First of all, thank you for considering to contribute to PyStack't!
PyStack't is a Python package that supports data preparation for object-centric process mining. You can read about the different functionalities in its documentation.
PyStack't is open-source under the permissive Apache-2.0 license. Please note that any contributions you make to the PyStack't GitHub repository, will use the same license.
We welcome any improvements, big and small!
- Improving documentation:
- fixing typos
- including links to compatible tools, methods, use-cases, ...
- adding more examples
- rewriting parts that are confusing, incomplete or unclear
- ...
- Improving code:
- code refactors that improve performance, readability and/or re-usability
- code refactors that remove unnecessary external dependencies
- adding more and/or better error handling
- improving doc strings, adding useful in-line comments, ...
- adding extra data mapping for existing data sources (so richer datasets can be extracted)
- ...
Do you have an idea to extend PyStack't with extra functionality? Awesome! Please read below guidelines before creating that pull request.
- We kindly ask to keep PyStack't focused on data preparation for object-centric process mining. For functionality that does not fit that purpose, we encourage you to create your own tool (software, application, Python package, script, ...) instead.
- When your tool is compatible with the Stack't relational schema or one of the data formats that PyStack't can export to, we welcome you to add a link in our documentation.
- When your tool uses a different object-centric data format that is not yet supported, we encourage you to contribute export functionality to that format. A link to your tool can then be included in the documentation of this new function.
- We try to limit the number of external dependencies.
- For performant data transformations, please use DuckDB (SQL) or Polars (DataFrame).
- For (interactive) visualizations, please use Matplotlib or Dash.
- Every PyStack't function reads from or writes to a DuckDB database file that uses the Stack't relational schema.

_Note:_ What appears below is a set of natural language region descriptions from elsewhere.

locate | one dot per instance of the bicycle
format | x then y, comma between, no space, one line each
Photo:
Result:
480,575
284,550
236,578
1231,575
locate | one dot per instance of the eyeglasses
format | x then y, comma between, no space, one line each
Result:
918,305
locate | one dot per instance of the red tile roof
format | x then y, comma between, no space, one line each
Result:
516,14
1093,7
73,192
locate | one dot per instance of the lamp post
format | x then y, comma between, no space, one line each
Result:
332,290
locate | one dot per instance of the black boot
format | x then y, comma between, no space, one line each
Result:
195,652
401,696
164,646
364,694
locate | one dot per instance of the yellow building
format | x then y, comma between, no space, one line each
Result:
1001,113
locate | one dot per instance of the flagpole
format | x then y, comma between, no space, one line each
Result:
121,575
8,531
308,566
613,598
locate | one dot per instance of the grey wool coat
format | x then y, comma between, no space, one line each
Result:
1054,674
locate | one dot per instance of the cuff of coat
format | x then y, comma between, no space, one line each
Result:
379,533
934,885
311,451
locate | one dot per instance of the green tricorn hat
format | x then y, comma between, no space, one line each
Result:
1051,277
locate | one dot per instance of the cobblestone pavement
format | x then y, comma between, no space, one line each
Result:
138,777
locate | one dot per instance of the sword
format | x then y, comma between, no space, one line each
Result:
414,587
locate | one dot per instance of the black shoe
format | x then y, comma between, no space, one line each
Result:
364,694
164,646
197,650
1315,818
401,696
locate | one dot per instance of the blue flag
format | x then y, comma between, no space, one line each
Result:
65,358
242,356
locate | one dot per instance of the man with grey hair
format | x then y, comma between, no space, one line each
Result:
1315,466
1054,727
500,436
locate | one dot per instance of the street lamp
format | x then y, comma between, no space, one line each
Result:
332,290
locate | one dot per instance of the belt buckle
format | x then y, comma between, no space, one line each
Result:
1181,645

- New functionality must also be compatible with DuckDB files with the Stack't relational schema.
- If the Stack't relational schema does not fit your use-case, and you want to propose an improvement, please reach out directly to Lien Bosmans.
Example: GitHub extractor [ code | docs ]
What is expected:
- Choose a publicly available data source that contains real-life event data.
- Figure out how the source data is structured, how the API works, ...
- Map the data to the Stack't relational schema.
- Clean up your code. Save it in a new subfolder of /src/pystackt/extractors/.
- Re-use existing functionality when possible.
- Write modular functions.
- Include error handling.
- Use doc strings and in-line comments.
- Test your code.
- Write reference documentation. Add it as markdown files in the folder /docs/content/reference/extract/.
- The function documentation should include
- code snippet with example
- table that explains all parameters of the function
- explanation on how to generate credentials to connect to the data source (if relevant)
- (link to) explanation of how the extracted data is allowed to be used
- The output data documentation should include
- description of which data is extracted
- The function documentation should include
Example: OCEL 2.0 [ code | docs ]
Please note that the exported data format should be object-centric and supported by at least one tool (software, application, Python package, script, ...) that is open-source (preferred) or offers a free license for developpers / students / personal use.
What is expected:
- Choose an object-centric event data format.
- Map the Stack't relational schema to your chosen data format.
- Clean up your code. Save it in a new subfolder of /src/pystackt/exporters/.
- Re-use existing functionality when possible.
- Write modular functions.
- Include error handling.
- Use doc strings and in-line comments.
- Test your code.
- Write end-user documentation. Add it as a markdown file in the folder /docs/content/reference/export/. The documentation should include
- code snippet with example
- table that explains all parameters of the function
- overview of any information loss that happens when exporting to this format
- link to additional information on the extracted format, tools that support this format, ...
Data preparation is definitely more than simply extracting and exporting data, so we also welcome additional functionality that support activities like data exploration, data cleaning, data filtering, ...
The previously discussed items still apply:
- Start from the Stack't relational schema in a DuckDB file.
- If the Stack't relational schema does not work with the application you have in mind, include a function to prepare the data first. (example)
- Clean up your code. Document your code. Test your code.
- Write end-user documentation.
Simply create a pull request (PR)! Some good practices to consider:
- Give your PR a title and a description
- If you make multiple unrelated changes, please create multiple PRs.
- Okay to combine:
- new functionality and its documentation
- improved documentation for different functions
- code improvements (performance, readability) for different functions
- Should be split up:
- new functionality + code improvements for existing functionality
- documentation of one function + code improvements of another function
- Okay to combine:
- Write meaningful commit messages.
- Don't combine independent changes in the same commit.